Structure of the Right Ventricle
This was a numerical study on the effects of right-ventricular fiber orientation during pressure overload. The study is studied in detail here. In short, we build computational models of the heart to see how fiber orientation affects cardiac output measured by ejection fraction. We were particularly interested in right-ventricular pressure overload, so the challenge was to construct models that were representative of abnormal hearts. We approached this challenge by controlling for modeling variables that have been known to change during pressure overload.
Modeled Fiber Distribution
Virtual fibers can help us visualize the direction of cardiac fibers in the model. As the image shows, these fibers change direction from the inside to the outside of the heart. A the direction of the fibers can be measured by their helix angle (with respect to the equator). In this study we varied this direction to assess the effect of changes in helix angle on cardiac ejection fraction.

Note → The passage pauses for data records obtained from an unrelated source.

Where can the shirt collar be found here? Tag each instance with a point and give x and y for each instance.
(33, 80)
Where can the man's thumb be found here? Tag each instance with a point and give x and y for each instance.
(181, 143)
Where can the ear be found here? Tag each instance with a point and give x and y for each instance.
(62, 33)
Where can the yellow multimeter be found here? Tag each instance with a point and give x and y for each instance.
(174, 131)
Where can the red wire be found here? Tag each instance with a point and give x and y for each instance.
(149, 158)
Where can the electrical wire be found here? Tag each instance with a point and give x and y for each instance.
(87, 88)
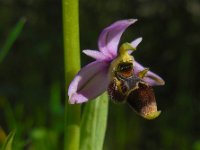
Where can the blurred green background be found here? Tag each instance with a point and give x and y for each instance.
(32, 87)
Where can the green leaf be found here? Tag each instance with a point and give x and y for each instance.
(13, 35)
(93, 124)
(8, 143)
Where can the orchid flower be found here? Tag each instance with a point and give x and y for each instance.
(100, 75)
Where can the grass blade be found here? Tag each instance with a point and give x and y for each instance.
(13, 35)
(8, 143)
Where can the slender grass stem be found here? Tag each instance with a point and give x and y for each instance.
(72, 65)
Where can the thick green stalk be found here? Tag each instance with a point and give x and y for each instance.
(72, 65)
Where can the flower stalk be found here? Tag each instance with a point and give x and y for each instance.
(72, 66)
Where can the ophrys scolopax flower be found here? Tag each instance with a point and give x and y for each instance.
(116, 71)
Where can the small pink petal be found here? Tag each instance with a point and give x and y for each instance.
(92, 89)
(151, 78)
(95, 54)
(84, 82)
(110, 36)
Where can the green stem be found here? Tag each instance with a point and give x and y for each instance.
(72, 65)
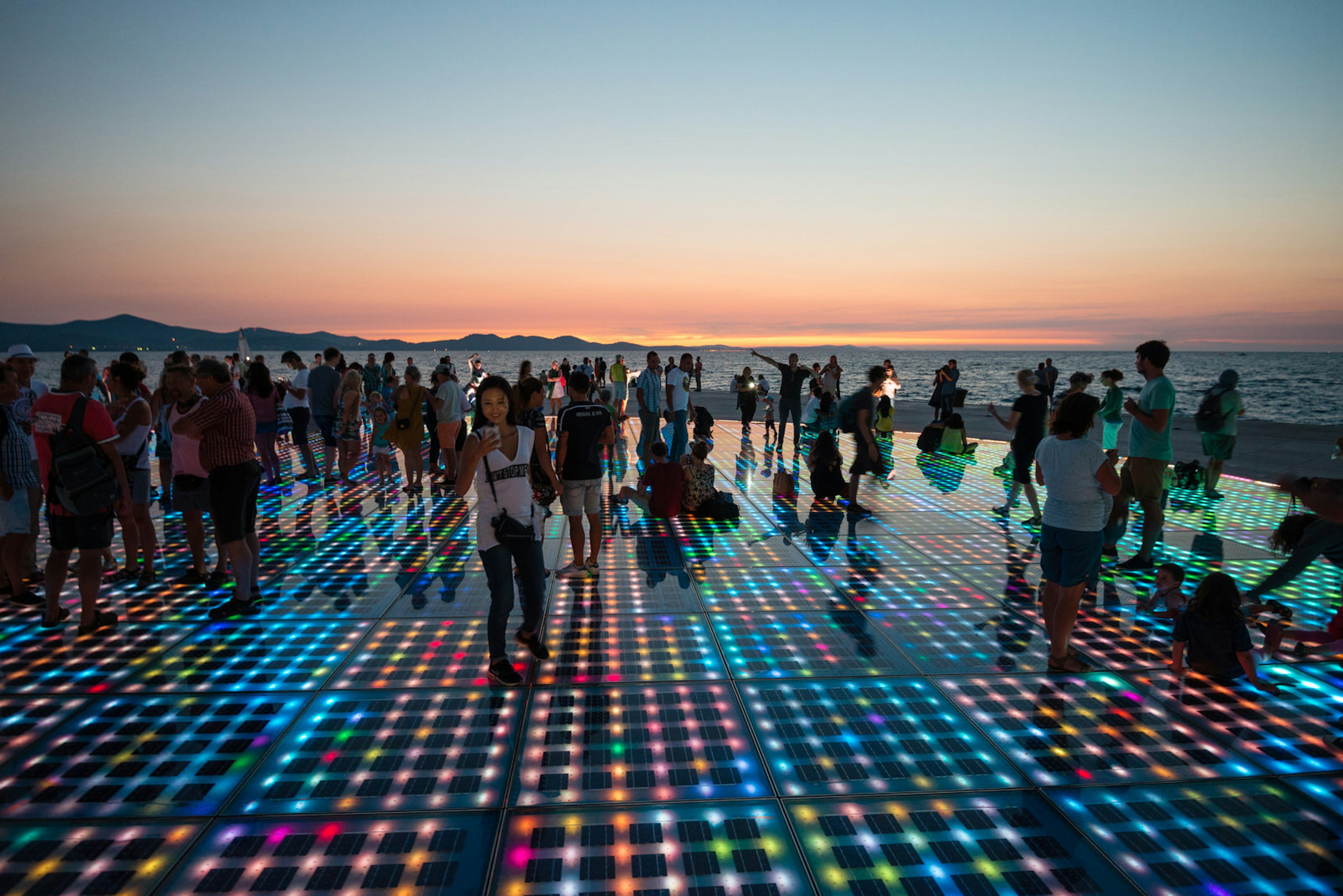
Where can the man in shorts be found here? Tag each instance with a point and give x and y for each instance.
(648, 393)
(1143, 476)
(620, 386)
(225, 424)
(793, 377)
(89, 534)
(17, 478)
(323, 386)
(191, 481)
(583, 428)
(867, 454)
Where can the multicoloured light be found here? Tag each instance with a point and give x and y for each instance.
(1251, 836)
(1090, 730)
(740, 847)
(390, 751)
(629, 648)
(651, 743)
(162, 755)
(1009, 843)
(411, 653)
(94, 859)
(871, 688)
(805, 645)
(253, 656)
(883, 735)
(445, 853)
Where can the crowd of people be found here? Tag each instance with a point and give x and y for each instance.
(80, 457)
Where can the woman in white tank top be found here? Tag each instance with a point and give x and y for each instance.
(137, 529)
(497, 457)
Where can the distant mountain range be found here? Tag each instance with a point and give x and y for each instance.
(136, 334)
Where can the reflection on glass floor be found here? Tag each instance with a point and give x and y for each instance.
(790, 703)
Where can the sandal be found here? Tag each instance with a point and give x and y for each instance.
(1283, 612)
(100, 621)
(61, 620)
(1071, 664)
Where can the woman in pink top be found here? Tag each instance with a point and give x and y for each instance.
(191, 494)
(265, 400)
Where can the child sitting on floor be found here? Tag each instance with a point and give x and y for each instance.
(1167, 598)
(954, 437)
(381, 446)
(1213, 632)
(826, 468)
(886, 418)
(660, 487)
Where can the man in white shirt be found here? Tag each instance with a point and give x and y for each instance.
(679, 405)
(25, 365)
(296, 402)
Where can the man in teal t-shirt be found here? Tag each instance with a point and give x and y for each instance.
(1143, 476)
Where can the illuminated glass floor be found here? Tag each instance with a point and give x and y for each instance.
(793, 703)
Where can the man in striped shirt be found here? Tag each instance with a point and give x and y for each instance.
(226, 427)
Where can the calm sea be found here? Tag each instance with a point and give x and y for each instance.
(1298, 387)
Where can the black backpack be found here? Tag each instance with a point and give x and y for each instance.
(931, 437)
(849, 410)
(1209, 417)
(83, 479)
(1189, 475)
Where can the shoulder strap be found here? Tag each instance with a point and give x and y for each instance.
(485, 460)
(76, 422)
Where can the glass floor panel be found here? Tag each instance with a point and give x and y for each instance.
(1008, 843)
(340, 853)
(83, 858)
(637, 743)
(789, 702)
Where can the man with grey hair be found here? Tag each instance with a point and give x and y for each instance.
(70, 414)
(226, 425)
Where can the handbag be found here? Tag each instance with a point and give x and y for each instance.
(510, 531)
(187, 483)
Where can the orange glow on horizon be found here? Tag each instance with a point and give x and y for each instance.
(894, 339)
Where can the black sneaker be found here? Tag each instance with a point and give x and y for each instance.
(1137, 563)
(232, 609)
(27, 600)
(534, 644)
(502, 672)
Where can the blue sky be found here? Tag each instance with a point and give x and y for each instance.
(722, 172)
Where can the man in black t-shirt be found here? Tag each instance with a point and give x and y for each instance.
(793, 377)
(583, 428)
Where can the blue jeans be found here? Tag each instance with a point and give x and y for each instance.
(1068, 557)
(499, 573)
(680, 438)
(651, 427)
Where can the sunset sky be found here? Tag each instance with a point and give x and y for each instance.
(965, 174)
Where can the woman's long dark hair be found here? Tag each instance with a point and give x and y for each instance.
(825, 452)
(1217, 600)
(1075, 416)
(527, 387)
(1290, 531)
(502, 385)
(258, 381)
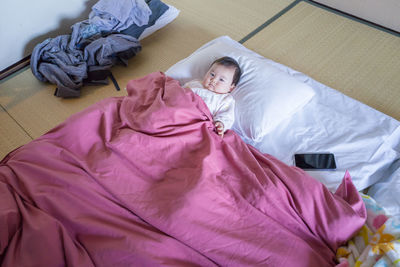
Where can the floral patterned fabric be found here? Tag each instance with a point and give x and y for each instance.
(378, 242)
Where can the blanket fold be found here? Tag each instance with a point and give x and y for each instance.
(145, 180)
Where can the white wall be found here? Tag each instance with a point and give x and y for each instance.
(25, 23)
(382, 12)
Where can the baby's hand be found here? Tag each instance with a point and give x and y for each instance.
(220, 128)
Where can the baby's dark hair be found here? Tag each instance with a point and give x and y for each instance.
(230, 62)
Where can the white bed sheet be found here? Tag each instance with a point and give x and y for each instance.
(365, 141)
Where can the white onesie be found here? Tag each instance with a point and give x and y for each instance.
(221, 106)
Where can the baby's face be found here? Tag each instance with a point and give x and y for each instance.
(219, 79)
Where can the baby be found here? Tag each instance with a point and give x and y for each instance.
(214, 89)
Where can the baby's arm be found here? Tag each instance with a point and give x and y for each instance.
(220, 128)
(225, 116)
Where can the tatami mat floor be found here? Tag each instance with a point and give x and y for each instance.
(349, 56)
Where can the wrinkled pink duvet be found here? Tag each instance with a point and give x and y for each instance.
(144, 180)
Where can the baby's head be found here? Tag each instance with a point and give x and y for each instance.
(223, 75)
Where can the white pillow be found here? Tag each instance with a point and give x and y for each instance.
(265, 95)
(167, 17)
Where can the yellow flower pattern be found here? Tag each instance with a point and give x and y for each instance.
(377, 243)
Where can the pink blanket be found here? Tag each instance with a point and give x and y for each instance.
(144, 180)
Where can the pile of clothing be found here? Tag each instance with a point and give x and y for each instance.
(108, 37)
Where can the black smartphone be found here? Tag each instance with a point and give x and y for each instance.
(315, 161)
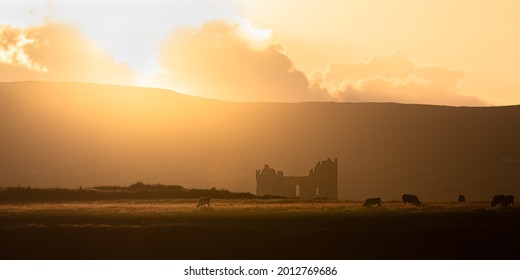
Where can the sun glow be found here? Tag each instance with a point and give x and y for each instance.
(12, 50)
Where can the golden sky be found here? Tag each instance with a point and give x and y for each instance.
(411, 51)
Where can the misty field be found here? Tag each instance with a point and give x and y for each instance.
(257, 229)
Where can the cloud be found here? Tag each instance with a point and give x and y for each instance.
(56, 52)
(393, 78)
(233, 61)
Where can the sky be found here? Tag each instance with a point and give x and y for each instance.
(448, 52)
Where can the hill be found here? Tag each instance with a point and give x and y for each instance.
(73, 134)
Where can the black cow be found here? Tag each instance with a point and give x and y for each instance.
(411, 198)
(372, 201)
(203, 201)
(504, 200)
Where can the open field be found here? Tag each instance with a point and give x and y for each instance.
(257, 229)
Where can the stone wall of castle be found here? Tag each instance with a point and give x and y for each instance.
(322, 182)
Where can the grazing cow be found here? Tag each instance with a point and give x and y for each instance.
(508, 200)
(497, 199)
(411, 198)
(504, 200)
(372, 201)
(203, 201)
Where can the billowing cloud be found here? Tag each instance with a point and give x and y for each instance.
(56, 52)
(393, 78)
(239, 62)
(233, 61)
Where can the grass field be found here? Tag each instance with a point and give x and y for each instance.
(257, 229)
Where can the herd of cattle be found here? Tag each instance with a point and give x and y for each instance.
(503, 200)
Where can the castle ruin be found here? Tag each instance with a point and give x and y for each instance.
(322, 182)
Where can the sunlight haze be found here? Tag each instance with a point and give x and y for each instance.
(461, 53)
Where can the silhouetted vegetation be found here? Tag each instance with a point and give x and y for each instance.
(135, 191)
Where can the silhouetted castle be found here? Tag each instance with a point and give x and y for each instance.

Finite-Element of the Heart
These kinds of models are relatively common. The anatomy of the heart (geometry) is constructed tetrahedral elements. These elements are also used to enforce material behavior and boundary interactions.
Finite-Element Extrapolation of Diffusion MRI
This study shows how to use finite-element models to approximate what happens "in between frames" of a diffusion MRI time sequence. The publication associated with this project can be found here. On a personal note, this project helped me show how medical imaging and mechanics can work together: Imaging by itself was accurate, but not have sufficient resolution. Modeling by itself had arbitrary resolution, but was not very accurate. If we combine them, we can get at the best of both worlds :)
Moving Virtual Fibers
This image shows virtual fibers (from diffusion MRI) that move according to a mechanical model of the left ventricle.
Animation of Left-Ventricular Fiber Directions
Each cylinder represents the local fiber direction. Cardiac fiber orientations are rather complex, but this is an approximation of the main direction as it changes across the cardiac cycle.
Measurement of Cardiac Motion
This study focuses on motion estimation of cardiac tissue. What is interesting about this method, in my opinion, is the length scale of the motion involved; we used rats--so everything is tiny. These type of analysis is important because many promising cures for heart disease are tested in rats, and being able to see what happens can bring key clues about how these cures perform. The publication associated with this project can be found here.
This image shows how different parts of the left ventricle move from diastole to systole.
Length Scale Comparison
Here's the image above at about the same scale as a US quarter.
Measurement of Vascular Motion
Changes in vein stiffness are associated to problems in fistulas for dialysis. The gist of this study was to be able to measure deformation in veins subjected to a controlled load. By knowing the load and the amount of motion, we can estimate the relative stiffness of the tissue. Details about this project can be found here.
Samples, Images, and Models
The sample above was imaged using a CT scanner while being pressurized across different loads. We used images to calculate the mount of motion resulting from loading. Then, we constructed a model of the vein, and used it to "guess" its relative stiffness across the same loads used in read life--If the guess of stiffness was too low, then motion was too high (and viceversa). In actuality, we used numerical optimization to get at the best estimate of stiffness.
CT Scans at Different Pressures
CT scans produce 3D images, which allows us to see the vein from different perspectives. In this axial image, we can see how pressure moves the walls of the vein radially.
This is the specimen after optimization. The best stiffness values resulted in simulated motion that was similar to what we observed using the images.